From his childhood dreams, Pausch conveys the importance of living and living well. Developing friendships and nurturing them, challenging those around him to be their best, to take risks. As a professor, Pausch taught and mentored thousands of students. Through his work he touched the lives of thousands of people and what resonates so clearly for me in reading the lecture and hearing his story is that each person he has touched remembers and has somehow reflected back on him in countless ways. There are few people on the planet who have that kind of impact on others.

I’ll paraphrase a great deal here, but from the transcript of his lecture, Pausch believes that, in life, we all must strive to:

1) Bring something to the table

2) Accept criticism, because it means someone still cares.

3) Realize that experience is something you get when you didn’t get what you wanted.

4) Get through the brick walls. Brick walls are in place to keep out the others who don’t want it as badly as you do.

5) Wait long enough and people will surprise and impress you. No matter how angry you might be at someone, give it time.

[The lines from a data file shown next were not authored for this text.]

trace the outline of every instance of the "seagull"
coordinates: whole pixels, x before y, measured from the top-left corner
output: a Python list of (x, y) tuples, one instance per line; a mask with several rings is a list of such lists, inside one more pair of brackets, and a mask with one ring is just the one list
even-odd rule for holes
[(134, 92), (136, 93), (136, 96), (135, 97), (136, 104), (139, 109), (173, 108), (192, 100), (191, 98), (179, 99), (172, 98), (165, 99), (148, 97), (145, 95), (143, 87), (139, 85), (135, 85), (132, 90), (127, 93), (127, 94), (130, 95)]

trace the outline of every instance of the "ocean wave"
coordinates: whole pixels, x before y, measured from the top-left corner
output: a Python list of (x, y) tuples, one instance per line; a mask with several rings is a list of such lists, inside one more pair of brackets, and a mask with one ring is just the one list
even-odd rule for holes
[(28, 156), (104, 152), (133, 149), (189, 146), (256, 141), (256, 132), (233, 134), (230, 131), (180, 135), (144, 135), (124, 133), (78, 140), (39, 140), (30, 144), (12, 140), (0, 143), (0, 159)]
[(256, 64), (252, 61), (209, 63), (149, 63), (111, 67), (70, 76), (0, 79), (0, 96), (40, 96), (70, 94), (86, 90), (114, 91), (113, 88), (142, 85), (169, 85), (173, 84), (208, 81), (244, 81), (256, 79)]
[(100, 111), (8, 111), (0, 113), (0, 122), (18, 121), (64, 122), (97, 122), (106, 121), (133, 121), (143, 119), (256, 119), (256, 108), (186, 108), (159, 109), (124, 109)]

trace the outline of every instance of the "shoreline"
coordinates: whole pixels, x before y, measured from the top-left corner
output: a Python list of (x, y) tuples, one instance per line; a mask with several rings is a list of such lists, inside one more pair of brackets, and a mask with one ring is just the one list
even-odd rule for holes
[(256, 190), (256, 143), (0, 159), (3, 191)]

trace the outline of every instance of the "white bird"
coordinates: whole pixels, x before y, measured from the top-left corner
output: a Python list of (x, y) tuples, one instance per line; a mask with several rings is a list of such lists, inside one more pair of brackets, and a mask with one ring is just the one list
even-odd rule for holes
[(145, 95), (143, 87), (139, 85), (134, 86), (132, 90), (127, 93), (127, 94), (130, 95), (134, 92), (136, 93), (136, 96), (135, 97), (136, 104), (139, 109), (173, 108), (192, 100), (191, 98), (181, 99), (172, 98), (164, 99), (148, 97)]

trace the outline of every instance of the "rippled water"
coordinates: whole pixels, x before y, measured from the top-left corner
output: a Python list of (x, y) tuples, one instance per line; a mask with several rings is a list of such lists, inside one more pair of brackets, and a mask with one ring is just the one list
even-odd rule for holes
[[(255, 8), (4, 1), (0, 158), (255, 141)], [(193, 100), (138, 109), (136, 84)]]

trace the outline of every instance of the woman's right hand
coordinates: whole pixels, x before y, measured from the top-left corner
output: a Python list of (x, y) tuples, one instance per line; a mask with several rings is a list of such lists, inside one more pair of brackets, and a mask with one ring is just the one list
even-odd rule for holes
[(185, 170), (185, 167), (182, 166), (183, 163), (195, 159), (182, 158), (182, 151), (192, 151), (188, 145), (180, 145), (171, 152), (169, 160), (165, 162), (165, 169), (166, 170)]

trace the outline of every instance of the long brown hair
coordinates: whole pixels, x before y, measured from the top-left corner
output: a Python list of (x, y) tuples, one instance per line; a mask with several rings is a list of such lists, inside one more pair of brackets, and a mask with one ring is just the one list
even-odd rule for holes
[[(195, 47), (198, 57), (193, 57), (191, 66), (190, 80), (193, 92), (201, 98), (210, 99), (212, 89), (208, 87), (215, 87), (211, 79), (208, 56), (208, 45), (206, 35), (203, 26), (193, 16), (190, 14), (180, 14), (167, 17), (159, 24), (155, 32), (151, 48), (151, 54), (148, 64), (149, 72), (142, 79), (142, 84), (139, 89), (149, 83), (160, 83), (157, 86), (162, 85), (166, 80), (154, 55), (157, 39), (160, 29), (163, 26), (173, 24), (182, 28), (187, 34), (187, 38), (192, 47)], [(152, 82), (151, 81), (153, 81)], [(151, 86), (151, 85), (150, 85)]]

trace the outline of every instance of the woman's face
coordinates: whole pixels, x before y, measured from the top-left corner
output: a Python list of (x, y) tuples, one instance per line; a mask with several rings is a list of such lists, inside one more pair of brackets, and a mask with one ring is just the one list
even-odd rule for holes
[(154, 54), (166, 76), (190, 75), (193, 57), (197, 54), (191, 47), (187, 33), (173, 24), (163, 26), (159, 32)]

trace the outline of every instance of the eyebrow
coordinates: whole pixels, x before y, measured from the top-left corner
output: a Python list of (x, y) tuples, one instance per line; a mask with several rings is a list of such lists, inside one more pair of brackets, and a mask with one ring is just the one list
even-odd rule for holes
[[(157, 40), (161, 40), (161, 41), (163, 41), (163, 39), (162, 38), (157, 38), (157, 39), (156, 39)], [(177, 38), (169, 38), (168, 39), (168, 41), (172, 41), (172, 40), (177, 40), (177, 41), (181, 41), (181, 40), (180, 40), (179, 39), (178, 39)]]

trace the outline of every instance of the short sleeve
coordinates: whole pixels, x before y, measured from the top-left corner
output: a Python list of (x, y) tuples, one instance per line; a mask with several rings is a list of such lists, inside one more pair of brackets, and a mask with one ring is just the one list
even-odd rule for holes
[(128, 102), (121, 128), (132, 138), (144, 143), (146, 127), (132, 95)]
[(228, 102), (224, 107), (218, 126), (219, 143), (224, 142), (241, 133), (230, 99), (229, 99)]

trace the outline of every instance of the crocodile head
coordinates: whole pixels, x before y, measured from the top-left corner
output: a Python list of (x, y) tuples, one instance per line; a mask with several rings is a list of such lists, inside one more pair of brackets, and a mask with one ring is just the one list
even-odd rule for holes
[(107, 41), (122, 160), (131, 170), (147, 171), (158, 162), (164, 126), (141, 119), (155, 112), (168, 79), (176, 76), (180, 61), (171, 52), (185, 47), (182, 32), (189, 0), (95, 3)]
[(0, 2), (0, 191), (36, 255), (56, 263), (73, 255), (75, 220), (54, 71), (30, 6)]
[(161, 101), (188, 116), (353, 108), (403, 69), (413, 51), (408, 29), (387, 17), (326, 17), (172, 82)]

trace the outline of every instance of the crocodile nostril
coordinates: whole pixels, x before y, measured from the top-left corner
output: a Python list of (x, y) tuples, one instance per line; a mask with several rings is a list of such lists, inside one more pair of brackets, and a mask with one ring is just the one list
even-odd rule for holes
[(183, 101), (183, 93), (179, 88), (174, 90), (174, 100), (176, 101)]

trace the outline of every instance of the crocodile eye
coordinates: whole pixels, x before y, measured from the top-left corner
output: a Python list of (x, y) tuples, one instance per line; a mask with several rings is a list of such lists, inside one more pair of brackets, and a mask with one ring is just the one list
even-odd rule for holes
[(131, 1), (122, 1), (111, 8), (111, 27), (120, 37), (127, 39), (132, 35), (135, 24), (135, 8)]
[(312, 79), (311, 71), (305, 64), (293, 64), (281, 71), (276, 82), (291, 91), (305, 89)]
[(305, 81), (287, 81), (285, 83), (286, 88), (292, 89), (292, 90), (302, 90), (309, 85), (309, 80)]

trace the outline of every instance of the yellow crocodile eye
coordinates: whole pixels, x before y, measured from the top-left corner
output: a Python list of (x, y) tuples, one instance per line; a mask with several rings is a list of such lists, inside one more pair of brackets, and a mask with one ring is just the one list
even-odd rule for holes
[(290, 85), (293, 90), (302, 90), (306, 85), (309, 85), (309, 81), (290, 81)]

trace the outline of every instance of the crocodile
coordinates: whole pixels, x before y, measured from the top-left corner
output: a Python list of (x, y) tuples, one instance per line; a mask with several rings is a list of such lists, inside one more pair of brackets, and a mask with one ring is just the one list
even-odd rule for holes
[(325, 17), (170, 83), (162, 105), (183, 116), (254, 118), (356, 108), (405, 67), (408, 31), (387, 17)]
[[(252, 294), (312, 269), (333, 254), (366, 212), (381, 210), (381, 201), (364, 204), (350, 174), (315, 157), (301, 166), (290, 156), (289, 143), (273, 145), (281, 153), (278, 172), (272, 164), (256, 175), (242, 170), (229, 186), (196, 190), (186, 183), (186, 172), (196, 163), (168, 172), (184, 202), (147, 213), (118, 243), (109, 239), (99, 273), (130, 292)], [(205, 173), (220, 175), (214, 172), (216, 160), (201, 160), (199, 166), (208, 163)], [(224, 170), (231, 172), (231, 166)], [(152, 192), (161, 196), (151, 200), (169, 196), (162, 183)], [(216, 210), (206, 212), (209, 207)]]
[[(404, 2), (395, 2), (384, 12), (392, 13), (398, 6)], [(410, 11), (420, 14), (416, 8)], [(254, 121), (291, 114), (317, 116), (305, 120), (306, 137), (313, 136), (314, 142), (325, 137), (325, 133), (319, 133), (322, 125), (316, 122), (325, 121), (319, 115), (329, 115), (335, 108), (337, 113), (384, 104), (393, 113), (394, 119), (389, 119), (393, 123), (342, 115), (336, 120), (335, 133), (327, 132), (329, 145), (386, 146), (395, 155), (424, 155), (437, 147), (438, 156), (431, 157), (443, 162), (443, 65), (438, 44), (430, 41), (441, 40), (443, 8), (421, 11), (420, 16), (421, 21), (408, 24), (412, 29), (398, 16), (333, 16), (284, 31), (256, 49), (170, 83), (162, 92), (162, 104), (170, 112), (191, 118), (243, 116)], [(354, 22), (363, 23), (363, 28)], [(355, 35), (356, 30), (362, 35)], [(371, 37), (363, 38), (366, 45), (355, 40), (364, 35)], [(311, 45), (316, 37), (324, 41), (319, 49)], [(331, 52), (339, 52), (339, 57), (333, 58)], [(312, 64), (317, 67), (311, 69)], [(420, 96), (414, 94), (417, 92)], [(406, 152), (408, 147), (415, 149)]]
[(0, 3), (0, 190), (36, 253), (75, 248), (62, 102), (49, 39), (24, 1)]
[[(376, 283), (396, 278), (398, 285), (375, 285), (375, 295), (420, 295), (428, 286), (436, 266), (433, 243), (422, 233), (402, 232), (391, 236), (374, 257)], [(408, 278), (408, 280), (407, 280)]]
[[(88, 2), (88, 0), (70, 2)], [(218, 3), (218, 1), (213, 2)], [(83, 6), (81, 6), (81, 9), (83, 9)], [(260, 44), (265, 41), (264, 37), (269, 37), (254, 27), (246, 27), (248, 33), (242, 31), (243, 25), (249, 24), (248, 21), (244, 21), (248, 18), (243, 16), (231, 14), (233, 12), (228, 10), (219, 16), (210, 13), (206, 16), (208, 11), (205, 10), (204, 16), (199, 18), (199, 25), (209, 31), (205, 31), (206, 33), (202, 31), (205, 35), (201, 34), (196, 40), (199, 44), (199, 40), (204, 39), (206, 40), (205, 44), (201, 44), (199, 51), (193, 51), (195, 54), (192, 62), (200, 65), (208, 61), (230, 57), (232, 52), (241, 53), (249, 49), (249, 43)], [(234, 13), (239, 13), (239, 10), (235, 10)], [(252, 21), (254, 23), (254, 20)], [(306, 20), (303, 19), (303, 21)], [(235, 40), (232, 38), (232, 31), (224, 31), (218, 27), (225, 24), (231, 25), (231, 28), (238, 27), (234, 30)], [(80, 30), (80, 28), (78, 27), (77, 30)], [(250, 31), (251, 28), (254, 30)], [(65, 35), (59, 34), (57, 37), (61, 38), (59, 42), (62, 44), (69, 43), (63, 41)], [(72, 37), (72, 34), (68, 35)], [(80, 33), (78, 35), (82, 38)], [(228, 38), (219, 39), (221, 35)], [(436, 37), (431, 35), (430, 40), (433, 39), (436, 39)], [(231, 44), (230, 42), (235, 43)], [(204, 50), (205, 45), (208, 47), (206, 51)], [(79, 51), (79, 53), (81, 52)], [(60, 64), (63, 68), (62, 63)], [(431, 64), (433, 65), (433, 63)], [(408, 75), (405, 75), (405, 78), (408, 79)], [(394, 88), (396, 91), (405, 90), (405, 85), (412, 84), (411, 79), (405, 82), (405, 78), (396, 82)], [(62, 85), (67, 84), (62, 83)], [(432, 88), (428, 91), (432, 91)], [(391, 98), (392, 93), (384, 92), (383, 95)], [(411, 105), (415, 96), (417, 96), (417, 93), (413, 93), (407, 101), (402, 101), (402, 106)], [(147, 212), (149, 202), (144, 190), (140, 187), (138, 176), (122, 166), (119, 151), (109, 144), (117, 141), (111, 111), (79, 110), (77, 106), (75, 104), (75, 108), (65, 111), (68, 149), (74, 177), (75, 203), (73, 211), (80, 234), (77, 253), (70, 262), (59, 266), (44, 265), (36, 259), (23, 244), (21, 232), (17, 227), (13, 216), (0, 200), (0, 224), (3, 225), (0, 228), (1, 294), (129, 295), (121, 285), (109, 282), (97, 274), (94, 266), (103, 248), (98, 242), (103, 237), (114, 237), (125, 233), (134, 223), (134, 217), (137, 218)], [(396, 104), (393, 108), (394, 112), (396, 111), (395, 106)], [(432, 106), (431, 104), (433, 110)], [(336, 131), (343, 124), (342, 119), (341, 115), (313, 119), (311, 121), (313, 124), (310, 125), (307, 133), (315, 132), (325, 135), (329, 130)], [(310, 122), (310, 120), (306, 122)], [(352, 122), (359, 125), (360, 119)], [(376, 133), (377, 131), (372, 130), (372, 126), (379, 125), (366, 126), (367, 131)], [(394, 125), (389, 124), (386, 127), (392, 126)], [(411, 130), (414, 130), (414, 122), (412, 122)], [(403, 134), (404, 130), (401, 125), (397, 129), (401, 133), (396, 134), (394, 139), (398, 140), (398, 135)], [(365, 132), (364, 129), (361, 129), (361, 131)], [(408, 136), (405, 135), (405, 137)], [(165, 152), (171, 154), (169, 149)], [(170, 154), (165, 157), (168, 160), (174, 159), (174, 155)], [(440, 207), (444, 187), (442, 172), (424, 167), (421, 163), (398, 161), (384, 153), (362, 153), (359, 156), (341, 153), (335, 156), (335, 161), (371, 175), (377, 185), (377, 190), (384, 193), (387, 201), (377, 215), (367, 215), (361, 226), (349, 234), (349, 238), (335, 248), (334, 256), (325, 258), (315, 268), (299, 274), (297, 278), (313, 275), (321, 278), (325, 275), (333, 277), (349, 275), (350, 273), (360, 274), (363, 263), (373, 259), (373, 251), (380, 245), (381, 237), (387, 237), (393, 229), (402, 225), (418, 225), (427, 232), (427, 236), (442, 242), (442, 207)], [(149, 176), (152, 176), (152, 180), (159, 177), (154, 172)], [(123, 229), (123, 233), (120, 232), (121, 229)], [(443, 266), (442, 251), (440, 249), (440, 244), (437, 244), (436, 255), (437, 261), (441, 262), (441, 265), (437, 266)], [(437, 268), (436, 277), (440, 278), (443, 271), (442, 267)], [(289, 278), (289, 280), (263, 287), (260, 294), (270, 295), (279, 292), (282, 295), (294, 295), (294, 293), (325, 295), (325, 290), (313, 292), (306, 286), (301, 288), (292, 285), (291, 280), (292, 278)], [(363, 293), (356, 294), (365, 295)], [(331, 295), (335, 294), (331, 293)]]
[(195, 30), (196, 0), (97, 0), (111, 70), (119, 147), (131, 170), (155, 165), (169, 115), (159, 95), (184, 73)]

There’s more to the story beyond my few hundred words here. In fact, there’s so much to Pausch’s Last Lecture that he’s written a book about it…a book I plan to buy today – several copies in fact, so I can share it with friends and family.

Most importantly, the Last Lecture, as Pausch so adeptly states, isn’t for the masses. It was for his three children. But through it, his story and philosophies on living have already touched the lives of millions.